Railway Effect of A C Traction on S&T

 

Signalling and Telecommunication systems are affected by A C Traction in following ways:

1. Visibility.

2. Interference due to – Conduction, Electric (Electrostatic) and Electromagnetic induction.

3. Visibility and Location of Signals.

4. On non‑electrified sections, signals are located so as to be clear of standard, moving dimensions and to afford maximum continuous visibility to Drivers of approaching trains.

5. On electrified sections, the masts, insulators, wires etc. obstruct the visibility of signals.

 

Interference

Interference due to Conduction

Conduction covers the possibilities of coupling via earthing points or direct contact between power line system and a communication circuit conductor.

Direct contact is rare with telecom cables.
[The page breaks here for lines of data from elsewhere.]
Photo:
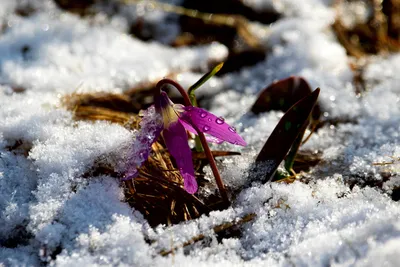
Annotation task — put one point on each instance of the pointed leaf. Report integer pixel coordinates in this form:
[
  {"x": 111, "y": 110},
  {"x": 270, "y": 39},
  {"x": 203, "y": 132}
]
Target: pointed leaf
[
  {"x": 283, "y": 94},
  {"x": 286, "y": 132}
]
Interference due to Electrostatic Induction

• Electric induction (or electrostatic induction) is the effect of contact wire or power line voltage although strictly it is due to attraction and repulsion of charges on the conductors. Coupling involved is capacitive.
• Around a conductor maintained at a high A.C. potential, there is an alternating electric field. The distance to which this field extends depends on the voltage, the condition of the surrounding atmosphere, the presence of earthed structures in the neighbourhood etc.
• The electro‑static field emanates from the positive charge and ends at the negative charge unlike magnetic lines of force, all of which form closed circuits.

Electrostatic Induction

• Any conductor that exists within the field will get charged. In another words, the power conductor and the S&T conductor in the vicinity can be deemed to have small capacitance to earth and between themselves, the magnitude of these capacitances depends on the physical separation, atmospheric conditions etc.
• The power developed in the S&T circuit by Electrostatic influence is proportional to the

     – parallelism or the distance over which the catenary and S&T circuits are parallel. The power developed will be least when the S&T circuit is perpendicular to the catenary.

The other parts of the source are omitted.